One thing is for certain, the new curriculum is on everyone’s mind. Some subjects are facing wholesale changes whilst some have less sweeping changes to manage. Another challenge schools face is assessment without National Curriculum levels. Schools have plans already in place to manage these changes, and we are moving quickly, so we are supporting the new curriculum in our product ranges. Schools tell us they are looking for products which will fit their plans and also for products that ‘just work‘. They face enough challenges as it is, so having products that just work removes one hurdle.
What advice can you give to secondary schools about teaching The new computing curriculum?
Schools face various challenges in embedding the new computing curriculum. This includes not just understanding it and teaching it, but also moving over to it. If pupils have little or no experience of the computing curriculum when they start, say Year 8, schools will have to catch students up with some of the KS1, KS2 and early KS3 content. This switch isn’t something that can happen overnight but schools are working out ways to move over. TTS has very successful products which have been used in primary schools for many years. Some of these products, such as Probot, will prove useful to Year 7 and 8. Our products are designed to just work – batteries in and away you go!
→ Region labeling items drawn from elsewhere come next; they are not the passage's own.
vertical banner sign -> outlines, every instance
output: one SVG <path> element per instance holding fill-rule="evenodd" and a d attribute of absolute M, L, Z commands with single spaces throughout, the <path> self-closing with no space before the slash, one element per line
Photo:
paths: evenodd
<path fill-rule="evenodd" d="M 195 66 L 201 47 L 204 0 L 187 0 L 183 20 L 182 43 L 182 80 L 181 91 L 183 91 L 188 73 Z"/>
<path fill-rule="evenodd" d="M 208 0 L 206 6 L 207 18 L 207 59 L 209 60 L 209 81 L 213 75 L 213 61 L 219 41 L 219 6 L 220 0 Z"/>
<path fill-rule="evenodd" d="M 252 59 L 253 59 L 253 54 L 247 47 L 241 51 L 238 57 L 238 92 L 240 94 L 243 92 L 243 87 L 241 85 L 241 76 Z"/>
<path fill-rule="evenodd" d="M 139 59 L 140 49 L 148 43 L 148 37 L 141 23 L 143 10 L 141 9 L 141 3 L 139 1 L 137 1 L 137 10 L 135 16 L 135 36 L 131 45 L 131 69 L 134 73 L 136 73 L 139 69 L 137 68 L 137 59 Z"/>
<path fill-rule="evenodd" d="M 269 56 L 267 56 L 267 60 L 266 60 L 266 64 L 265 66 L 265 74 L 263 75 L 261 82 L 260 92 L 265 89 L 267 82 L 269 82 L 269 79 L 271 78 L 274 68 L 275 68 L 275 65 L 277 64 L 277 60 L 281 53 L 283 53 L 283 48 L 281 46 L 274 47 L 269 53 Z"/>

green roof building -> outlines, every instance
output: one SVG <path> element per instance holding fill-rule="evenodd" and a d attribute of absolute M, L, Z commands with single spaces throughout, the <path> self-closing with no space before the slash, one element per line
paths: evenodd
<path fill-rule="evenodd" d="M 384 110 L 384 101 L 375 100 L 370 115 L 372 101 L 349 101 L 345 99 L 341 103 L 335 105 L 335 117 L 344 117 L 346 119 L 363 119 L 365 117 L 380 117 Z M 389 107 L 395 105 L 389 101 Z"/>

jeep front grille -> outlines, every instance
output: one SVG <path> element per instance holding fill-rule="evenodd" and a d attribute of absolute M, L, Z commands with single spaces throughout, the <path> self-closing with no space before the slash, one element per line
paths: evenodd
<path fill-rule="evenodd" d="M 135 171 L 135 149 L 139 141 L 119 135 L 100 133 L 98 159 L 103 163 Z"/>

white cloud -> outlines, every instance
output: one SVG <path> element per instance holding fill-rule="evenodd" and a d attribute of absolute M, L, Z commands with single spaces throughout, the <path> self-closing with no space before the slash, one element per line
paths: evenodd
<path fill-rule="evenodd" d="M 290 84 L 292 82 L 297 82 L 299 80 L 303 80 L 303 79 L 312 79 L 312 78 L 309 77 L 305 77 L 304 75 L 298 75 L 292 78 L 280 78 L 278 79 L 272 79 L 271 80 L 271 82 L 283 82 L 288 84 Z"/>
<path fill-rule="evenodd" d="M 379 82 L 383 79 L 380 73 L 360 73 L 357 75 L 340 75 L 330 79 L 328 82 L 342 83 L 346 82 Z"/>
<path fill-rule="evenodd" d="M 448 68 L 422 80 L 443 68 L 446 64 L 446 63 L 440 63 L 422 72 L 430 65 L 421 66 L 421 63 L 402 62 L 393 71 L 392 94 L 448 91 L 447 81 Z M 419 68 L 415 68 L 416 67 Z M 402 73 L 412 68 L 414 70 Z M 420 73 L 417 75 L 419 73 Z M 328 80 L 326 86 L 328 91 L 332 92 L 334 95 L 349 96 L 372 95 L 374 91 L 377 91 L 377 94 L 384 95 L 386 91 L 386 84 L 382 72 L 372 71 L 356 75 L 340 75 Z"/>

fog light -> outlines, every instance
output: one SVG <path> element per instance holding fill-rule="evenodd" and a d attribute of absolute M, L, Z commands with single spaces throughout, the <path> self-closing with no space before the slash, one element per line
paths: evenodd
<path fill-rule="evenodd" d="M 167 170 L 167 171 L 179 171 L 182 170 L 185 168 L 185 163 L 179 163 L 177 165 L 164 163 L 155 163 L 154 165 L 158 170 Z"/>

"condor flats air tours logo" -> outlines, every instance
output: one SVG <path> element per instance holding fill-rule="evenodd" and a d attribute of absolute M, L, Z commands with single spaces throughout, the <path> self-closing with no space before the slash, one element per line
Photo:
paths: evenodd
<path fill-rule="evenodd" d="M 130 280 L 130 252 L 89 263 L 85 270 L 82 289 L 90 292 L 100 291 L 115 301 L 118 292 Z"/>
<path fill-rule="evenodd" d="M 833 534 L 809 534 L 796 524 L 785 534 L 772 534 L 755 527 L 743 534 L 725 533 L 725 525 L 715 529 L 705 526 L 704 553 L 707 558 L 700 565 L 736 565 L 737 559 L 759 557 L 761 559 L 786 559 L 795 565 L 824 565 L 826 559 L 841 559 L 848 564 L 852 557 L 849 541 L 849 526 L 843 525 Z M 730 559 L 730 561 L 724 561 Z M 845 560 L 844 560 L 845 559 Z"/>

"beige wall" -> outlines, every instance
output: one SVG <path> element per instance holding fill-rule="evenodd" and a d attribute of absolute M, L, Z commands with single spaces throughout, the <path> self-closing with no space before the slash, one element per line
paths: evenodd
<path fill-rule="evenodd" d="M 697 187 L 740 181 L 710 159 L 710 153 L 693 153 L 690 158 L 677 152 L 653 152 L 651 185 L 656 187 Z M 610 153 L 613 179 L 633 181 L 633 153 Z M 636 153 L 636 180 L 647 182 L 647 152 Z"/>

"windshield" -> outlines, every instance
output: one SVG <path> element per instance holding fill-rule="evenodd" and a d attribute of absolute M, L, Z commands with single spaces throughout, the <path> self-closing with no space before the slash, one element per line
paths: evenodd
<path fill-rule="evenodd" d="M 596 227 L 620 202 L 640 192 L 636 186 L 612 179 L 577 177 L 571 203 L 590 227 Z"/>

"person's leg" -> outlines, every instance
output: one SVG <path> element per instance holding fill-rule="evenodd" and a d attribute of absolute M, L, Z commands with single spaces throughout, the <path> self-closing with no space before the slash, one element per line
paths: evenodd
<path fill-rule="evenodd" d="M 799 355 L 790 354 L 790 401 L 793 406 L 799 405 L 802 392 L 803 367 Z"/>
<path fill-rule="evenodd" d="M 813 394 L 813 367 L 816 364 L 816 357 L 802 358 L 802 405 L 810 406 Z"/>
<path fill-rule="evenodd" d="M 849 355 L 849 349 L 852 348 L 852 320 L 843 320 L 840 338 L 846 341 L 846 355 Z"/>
We are also working on iterations of products and wholly new products which will serve the needs of schools and help them meet their challenges.
Do you think that secondary schools have anything to learn from the primary sector?
Schools can always learn from other schools be it same phase or cross phase. There are no magic solutions but good implementation of good ideas works well. Schools face the challenge of using Information Technology to develop pupils’ digital literacy and their understanding of computer science. Primary schools find it much easier to work across the curriculum and link learning together through themes. Secondary schools may need to consider how ICT and Computing departments can introduce new skills in IT and how other departments could provide a context to use those skills. If this can be joined up and jointly assessed it could help schools meet some of the challenges of available time.
How important is it, in your opinion, to take a creative approach to teaching across the whole curriculum?
In ICT, as with all subjects, schools have had to balance teaching new skills with applying those skills to real world contexts. Teaching computing is no different. Using newly taught skills to solve real world problems is a fantastic way to test those skills and see if they are fully understood. A creative approach will mean these contexts can come from all aspects of the curriculum.
What’s the next big thing for computing in secondary schools?
With the new computing curriculum in mind we are very excited to introduce our new programming range. We have worked hard to provide a range of resources which are designed to make programming visually engaging and fun for the students whilst being user friendly. Amongst other developments we will provide everything a school needs for the Raspberry Pi model B and B+ … and whilst we don’t want to give too much away, we will be launching some Raspberry Pi controlled robots which will boast various sensors and can be controlled using Scratch or Python.
Andrew Bush – Is an experienced Senior Consultant for eLearning and ICT. With 10 years teaching experience and 14 years in an Advisory role, Andy really is at the heart of delivering educational technology across the Key Stages. He is up to date with developments in Ed tech, and offers a creative flair to applying learning and teaching within ICT and Computing skills. Andy is also a developer of Electronic learning resources for TTS.